Enclosure, Sackville, Co. Kerry
Co. Kerry |
Enclosures
Some archaeological sites survive as ruins, or as earthworks barely legible in the grass.
Others survive only as marks on old maps, their physical presence erased so completely that nothing remains to visit. The small circular enclosure that once stood at Sackville in north County Kerry belongs to this last and quietest category. It appears on the Ordnance Survey maps of 1841 to 1842 and again on the revision of 1898, a modest ring on paper suggesting a site that was still visible, at least to the surveyors, across the latter half of the nineteenth century. At some point after that, a quarry removed it entirely.

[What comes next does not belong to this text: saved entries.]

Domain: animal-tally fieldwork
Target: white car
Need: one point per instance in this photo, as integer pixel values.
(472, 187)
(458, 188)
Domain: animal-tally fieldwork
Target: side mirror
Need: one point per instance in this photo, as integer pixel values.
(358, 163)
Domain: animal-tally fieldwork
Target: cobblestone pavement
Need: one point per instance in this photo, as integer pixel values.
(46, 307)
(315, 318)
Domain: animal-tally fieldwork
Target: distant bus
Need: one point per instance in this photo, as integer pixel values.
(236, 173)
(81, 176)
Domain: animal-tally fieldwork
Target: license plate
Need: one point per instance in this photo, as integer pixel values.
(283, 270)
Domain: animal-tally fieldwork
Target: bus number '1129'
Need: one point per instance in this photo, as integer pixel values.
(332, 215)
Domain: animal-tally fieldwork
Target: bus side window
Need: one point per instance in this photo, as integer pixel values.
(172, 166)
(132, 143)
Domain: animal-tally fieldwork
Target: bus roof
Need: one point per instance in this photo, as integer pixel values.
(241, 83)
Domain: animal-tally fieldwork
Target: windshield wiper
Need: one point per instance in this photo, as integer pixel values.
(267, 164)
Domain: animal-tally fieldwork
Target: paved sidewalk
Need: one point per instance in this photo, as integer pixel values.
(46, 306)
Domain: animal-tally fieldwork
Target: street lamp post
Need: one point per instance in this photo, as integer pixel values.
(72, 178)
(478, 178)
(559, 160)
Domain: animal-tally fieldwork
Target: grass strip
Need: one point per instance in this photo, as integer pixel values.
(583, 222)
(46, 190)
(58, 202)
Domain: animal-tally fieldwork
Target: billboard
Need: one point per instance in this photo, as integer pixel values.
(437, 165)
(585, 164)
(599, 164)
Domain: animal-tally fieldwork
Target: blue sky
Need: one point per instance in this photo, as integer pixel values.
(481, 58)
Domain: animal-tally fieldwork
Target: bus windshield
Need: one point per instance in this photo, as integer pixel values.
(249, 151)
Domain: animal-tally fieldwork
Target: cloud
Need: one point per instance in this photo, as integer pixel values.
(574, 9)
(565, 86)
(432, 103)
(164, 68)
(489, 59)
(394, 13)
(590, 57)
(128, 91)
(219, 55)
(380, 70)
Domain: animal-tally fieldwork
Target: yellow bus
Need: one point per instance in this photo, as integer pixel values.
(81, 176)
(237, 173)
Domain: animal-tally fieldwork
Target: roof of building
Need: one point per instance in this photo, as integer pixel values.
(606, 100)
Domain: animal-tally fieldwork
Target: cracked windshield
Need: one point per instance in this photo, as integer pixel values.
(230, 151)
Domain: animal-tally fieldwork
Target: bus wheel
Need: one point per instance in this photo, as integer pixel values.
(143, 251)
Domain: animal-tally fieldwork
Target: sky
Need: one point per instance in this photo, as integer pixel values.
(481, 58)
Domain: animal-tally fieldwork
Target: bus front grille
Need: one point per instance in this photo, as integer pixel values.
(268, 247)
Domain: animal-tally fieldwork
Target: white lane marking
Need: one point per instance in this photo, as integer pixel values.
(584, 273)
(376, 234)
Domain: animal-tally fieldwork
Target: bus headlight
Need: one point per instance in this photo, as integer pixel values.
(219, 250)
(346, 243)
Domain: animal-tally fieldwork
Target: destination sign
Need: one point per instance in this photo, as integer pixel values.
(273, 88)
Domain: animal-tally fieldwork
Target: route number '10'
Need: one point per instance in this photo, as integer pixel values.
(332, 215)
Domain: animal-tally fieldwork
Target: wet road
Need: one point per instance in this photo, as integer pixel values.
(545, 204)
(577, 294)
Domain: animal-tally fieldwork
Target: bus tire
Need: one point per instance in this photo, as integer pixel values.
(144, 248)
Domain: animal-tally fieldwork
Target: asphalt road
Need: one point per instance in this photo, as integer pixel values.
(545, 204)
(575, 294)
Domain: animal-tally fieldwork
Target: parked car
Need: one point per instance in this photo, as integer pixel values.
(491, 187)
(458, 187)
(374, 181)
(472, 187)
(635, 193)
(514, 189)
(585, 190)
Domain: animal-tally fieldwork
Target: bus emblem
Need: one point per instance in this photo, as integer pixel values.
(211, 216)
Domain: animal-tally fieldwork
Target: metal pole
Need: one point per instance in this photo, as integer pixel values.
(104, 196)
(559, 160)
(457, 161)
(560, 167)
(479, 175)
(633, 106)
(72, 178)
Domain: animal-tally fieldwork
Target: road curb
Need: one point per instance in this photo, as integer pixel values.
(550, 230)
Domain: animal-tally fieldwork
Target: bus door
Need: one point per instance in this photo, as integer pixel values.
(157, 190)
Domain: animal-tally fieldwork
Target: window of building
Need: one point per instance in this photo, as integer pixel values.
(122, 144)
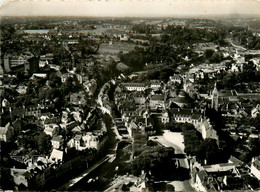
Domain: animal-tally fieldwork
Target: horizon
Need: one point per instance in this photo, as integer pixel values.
(147, 8)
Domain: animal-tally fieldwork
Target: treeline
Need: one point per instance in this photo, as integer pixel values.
(203, 149)
(179, 35)
(246, 38)
(156, 160)
(237, 80)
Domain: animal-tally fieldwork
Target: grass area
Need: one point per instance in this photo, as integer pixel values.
(105, 174)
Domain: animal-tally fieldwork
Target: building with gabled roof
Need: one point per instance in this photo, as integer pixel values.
(255, 167)
(6, 132)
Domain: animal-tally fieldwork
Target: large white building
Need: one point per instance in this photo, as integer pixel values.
(135, 86)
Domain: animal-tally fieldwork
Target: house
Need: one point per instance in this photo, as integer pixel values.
(78, 98)
(255, 111)
(95, 139)
(135, 86)
(139, 98)
(157, 101)
(20, 176)
(21, 89)
(155, 84)
(176, 78)
(1, 71)
(201, 180)
(57, 142)
(255, 167)
(56, 156)
(5, 103)
(6, 132)
(51, 129)
(165, 117)
(33, 111)
(65, 76)
(90, 86)
(207, 130)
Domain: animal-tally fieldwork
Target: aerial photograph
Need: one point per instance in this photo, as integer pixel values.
(130, 95)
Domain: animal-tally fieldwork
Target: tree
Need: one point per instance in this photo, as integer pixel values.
(155, 160)
(209, 151)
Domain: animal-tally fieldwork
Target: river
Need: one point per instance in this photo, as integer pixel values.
(101, 177)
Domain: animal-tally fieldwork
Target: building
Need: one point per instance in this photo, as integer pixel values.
(6, 132)
(255, 167)
(51, 129)
(255, 111)
(57, 142)
(6, 63)
(78, 98)
(157, 101)
(176, 78)
(214, 98)
(56, 156)
(65, 76)
(135, 86)
(155, 84)
(207, 130)
(185, 116)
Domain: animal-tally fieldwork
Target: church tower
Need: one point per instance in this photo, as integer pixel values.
(214, 98)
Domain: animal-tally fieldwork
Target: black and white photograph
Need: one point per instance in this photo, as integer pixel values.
(130, 95)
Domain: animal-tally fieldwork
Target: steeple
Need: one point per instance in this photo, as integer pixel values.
(214, 98)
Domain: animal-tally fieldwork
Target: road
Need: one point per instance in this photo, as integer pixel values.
(73, 181)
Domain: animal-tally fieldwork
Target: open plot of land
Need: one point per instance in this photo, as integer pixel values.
(116, 48)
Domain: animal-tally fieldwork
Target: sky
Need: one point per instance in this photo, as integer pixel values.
(126, 8)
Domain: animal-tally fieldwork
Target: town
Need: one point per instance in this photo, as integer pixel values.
(131, 104)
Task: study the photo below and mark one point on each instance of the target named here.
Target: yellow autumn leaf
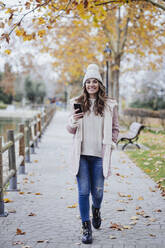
(19, 232)
(9, 10)
(112, 237)
(41, 33)
(8, 51)
(140, 198)
(73, 206)
(7, 200)
(41, 20)
(19, 32)
(127, 227)
(134, 218)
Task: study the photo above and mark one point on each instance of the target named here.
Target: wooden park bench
(132, 135)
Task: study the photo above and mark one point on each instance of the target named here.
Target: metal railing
(28, 137)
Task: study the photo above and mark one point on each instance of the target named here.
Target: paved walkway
(54, 218)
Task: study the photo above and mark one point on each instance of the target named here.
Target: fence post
(27, 154)
(2, 207)
(12, 161)
(39, 127)
(35, 131)
(22, 149)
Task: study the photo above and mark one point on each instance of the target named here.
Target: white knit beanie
(92, 72)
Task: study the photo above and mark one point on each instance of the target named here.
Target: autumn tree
(126, 31)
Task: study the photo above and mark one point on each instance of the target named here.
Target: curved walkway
(46, 209)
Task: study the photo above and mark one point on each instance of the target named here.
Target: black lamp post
(107, 52)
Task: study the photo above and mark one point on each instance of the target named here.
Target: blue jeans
(90, 180)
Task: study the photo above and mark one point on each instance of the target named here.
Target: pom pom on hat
(92, 72)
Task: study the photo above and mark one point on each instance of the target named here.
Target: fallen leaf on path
(134, 218)
(73, 206)
(138, 207)
(127, 227)
(152, 235)
(146, 163)
(158, 210)
(152, 219)
(12, 211)
(133, 222)
(123, 195)
(152, 190)
(140, 198)
(19, 232)
(116, 226)
(120, 209)
(112, 237)
(124, 201)
(31, 214)
(7, 200)
(18, 243)
(142, 213)
(26, 178)
(147, 170)
(147, 224)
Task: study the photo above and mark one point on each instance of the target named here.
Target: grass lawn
(152, 161)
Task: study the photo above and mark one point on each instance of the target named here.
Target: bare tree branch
(159, 5)
(124, 36)
(38, 6)
(156, 4)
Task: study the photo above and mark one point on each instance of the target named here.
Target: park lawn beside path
(151, 161)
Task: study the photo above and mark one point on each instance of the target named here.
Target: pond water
(7, 124)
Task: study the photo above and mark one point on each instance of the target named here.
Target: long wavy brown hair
(99, 103)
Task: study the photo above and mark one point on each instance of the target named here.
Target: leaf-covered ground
(151, 161)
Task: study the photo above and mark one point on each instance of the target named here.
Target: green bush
(144, 113)
(3, 106)
(4, 97)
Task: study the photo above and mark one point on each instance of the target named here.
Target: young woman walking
(95, 132)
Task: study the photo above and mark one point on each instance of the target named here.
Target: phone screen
(78, 106)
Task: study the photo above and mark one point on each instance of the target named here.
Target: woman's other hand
(78, 116)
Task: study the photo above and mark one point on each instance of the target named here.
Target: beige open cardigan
(110, 134)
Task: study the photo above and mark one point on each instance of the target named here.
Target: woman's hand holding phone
(77, 114)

Circular enclosures of this kind are among the most common archaeological monument types in Ireland, typically interpreted as the remains of ringforts, the enclosed farmsteads that served as the basic unit of rural settlement from the early medieval period onwards. Without excavation it is impossible to say what the Sackville example contained or when it was built, and no such investigation was ever carried out before the site was destroyed. Its presence on two successive Ordnance Survey maps is now the most substantial record it has left behind. The 1840s survey, one of the most detailed cartographic exercises ever undertaken in Ireland, captured thousands of such features, many of which have since vanished to agriculture, development, or, as here, extraction.